Part of the extreme nature of the reaction boils down to the fact that it came as a total surprise, despite what certain people would like you to believe:
Told ya about Affleck back in Feb & told ya announcement would be before labor day.
— elmayimbe (@elmayimbe) August 23, 2013
Oh, El Mayimbe! You rascally charlatan you! For the record, El Mayimbe did say Affleck was approached to play Batman back in February, in conjunction with directing the Justice League film. That’s the one that was supposed to come out in 2015 but was scrapped. But Mayimbe then doubled down on Christian Bale as a lock for Batman, first just one month after his Affleck/Justice League tweet and most recently just over two weeks ago.
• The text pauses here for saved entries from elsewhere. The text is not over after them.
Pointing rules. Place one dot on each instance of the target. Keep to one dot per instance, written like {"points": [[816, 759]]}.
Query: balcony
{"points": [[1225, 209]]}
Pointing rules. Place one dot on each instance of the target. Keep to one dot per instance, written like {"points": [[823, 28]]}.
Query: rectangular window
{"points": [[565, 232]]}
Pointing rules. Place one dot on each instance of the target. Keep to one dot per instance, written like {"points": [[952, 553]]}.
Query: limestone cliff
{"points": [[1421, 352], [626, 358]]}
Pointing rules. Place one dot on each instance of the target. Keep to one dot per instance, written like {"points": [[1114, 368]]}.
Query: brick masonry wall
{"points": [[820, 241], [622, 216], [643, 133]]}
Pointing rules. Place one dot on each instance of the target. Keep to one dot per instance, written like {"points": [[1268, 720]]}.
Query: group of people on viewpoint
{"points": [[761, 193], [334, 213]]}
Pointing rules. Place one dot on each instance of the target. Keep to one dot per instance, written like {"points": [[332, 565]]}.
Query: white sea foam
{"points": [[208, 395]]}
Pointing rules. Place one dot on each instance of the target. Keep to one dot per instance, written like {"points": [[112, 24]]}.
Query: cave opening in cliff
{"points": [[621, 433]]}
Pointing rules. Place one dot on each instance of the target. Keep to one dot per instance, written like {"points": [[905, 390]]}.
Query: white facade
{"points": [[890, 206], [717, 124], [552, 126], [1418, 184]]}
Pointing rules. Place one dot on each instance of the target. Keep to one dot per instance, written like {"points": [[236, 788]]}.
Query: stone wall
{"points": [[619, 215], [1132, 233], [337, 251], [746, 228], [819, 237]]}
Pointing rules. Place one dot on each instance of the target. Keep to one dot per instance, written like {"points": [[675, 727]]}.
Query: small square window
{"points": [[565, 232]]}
Dude, I know you are probably reeling from the number of wrong scoops you gave, but come on! You didn’t even mention Affleck as a possibility when you were pushing Bale down our throats. You can’t take credit for it back! You mentioned he was offered the role in a project that never happened!
But I digress. The Hollywood Reporter states that negotiations between Affleck and Warners were so secretive that many people at Warners and Affleck’s agency (WME) didn’t know they were happening. They also state that Affleck was at best the second choice (after Josh Brolin, who they say was approached) and probably third or fourth choice, if not more (although the same article states that Affleck was offer the directorship of Man of Steel before Zach Snyder, so it all evens out).
The Hollywood Reporter also states that Affleck signed a multi-picture deal, which some sites are say could be for as many as 13 films. That seems highly unlikely unless Warners is striving for a higher degree of interconnectedness than Marvel has in their superhero films. Having Batman show up in a Flash film or a Wonder Woman film might be a good way to burn through those 13 films.
The trade mag also gives us hints to when Superman/Batman fits into Affleck’s and Warner’s schedules. They say that Affleck will finish his starring role in David Fincher’s Gone Girl in February and then jump directly into Superman/Batman the same month. Production is expected to wrap in August and then Affleck will move on to his next directorial effort, Live By Night, next fall. Busy guy. More busy when you consider he will be doing pre-production on Live By Night when he’s playing Batman. That should make the disgruntled fans ecstatic. If they aren’t happy with an Affleck giving 100% as Batman, they certainly aren’t going to like an Affleck distracted by another film while he’s portraying the Dark Knight.
This, of course, is still developing. Who know? maybe the uproar will cause Affleck to step down. Or maybe President Obama will change his mind and step in. Until then, I’ll take a wait and see outlook and watch the complaints pile up.